In an interlocutory appeal, the Ninth Circuit reversed the district court’s denial of Defendants’ motion to dismiss an action alleging due process violations and seeking damages pursuant to Bivens v. Six Unknown Named Agents of the Federal Bureau of Narcotics, 403 U.S. 388 (1971). The panel held that Plaintiff had no claim for money damages under Bivens. Here, Plaintiff’s claims arose in a different context than what the Court has recognized. Congress has also already provided a remedy in this context under the Civil Service Reform Act of 1978. Because this case involves an alternative remedial structure, this case exists in a novel context outside the preexisting Bivens framework. Extending Bivens here would risk impermissible intrusion into the functioning of both the Legislative and Executive Branches.

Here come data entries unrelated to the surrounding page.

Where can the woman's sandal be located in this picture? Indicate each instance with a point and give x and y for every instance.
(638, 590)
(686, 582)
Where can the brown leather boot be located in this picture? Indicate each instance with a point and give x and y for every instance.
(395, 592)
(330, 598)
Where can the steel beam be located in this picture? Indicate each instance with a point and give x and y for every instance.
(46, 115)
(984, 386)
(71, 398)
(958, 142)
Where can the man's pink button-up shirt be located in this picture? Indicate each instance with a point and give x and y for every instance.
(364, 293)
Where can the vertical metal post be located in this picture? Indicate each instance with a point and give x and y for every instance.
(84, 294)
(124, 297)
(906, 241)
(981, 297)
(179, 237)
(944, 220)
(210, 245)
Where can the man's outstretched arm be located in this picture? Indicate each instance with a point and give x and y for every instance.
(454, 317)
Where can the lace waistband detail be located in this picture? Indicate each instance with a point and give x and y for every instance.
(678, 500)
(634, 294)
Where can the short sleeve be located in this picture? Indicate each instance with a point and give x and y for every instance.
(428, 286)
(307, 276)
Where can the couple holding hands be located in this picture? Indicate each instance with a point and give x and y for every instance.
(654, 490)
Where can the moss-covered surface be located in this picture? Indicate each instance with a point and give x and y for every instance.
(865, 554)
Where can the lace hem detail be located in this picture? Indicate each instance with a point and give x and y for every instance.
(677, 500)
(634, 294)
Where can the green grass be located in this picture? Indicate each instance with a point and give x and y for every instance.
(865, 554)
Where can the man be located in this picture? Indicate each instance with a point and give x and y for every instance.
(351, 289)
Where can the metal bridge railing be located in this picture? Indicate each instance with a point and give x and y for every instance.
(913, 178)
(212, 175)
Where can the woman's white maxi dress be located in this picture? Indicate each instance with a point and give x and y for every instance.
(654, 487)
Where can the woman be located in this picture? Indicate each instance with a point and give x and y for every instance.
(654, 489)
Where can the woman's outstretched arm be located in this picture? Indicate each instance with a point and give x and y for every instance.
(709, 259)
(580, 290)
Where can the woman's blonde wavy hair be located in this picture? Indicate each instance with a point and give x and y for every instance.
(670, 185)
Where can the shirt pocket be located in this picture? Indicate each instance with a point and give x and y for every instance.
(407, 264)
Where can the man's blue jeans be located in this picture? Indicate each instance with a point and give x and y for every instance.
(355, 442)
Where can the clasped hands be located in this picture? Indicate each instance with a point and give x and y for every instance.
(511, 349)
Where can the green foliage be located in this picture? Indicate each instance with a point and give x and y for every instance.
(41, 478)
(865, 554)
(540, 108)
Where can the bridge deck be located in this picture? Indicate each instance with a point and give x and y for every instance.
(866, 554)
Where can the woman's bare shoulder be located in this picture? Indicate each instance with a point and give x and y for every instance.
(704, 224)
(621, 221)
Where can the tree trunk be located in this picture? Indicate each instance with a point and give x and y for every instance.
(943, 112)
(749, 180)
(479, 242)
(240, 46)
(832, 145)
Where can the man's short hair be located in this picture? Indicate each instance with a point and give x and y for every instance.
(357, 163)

Court Description: Civil Rights/Bivens In an interlocutory appeal, the panel reversed the district court’s denial of defendants’ motion to dismiss an action alleging due process violations and seeking damages pursuant to Bivens v. Six Unknown Named Agents of the Federal Bureau of Narcotics, 403 U.S. 388 (1971).

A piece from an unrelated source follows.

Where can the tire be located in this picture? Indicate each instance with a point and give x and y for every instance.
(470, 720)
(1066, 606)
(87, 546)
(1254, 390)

David Harper, a former Bureau of Land Management (“BLM”) Law Enforcement Ranger in Idaho, challenged adverse employment actions taken against him by the Department of the Interior and BLM officials. He sued defendants alleging a violation of his Fifth Amendment right to due process.

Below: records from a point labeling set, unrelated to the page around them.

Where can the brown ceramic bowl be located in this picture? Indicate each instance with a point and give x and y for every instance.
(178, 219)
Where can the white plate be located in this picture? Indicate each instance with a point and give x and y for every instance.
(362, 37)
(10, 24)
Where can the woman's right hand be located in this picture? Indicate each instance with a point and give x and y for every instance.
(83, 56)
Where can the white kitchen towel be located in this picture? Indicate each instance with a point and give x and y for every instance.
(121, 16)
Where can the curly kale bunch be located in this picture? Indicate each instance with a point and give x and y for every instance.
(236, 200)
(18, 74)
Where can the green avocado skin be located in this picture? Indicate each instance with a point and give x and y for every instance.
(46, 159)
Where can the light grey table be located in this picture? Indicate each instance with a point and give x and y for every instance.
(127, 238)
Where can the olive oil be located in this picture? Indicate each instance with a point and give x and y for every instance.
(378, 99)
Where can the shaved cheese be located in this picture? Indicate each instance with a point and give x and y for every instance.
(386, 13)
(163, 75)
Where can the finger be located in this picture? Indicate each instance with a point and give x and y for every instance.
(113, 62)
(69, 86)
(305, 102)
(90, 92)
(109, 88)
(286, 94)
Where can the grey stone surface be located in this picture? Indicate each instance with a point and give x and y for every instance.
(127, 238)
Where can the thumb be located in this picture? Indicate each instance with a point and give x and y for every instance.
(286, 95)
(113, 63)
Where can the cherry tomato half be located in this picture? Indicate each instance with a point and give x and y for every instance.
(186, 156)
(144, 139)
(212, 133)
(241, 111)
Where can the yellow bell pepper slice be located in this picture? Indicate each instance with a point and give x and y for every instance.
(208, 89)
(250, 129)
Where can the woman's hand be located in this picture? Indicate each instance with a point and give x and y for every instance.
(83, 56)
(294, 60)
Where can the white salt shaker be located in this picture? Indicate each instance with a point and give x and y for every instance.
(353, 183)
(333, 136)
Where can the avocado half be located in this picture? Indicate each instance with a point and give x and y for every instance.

The panel held that Harper had no claim for money damages under Bivens. Citing Egbert v. Boule, 142 S. Ct. 1793 (2022), the panel stated that the Supreme Court means what it says: Bivens claims are limited to the three contexts the Court has previously recognized and are not to be extended unless the Judiciary is better suited than Congress to provide a remedy. Here, Harper’s claims arose in a different context than what the Court has recognized. Congress has also already provided a remedy in this context under the Civil Service Reform Act of 1978. Because this case involves an alternative remedial structure, this case exists in a novel context outside the preexisting Bivens framework. Extending Bivens here would risk impermissible intrusion into the functioning of both the Legislative and Executive Branches.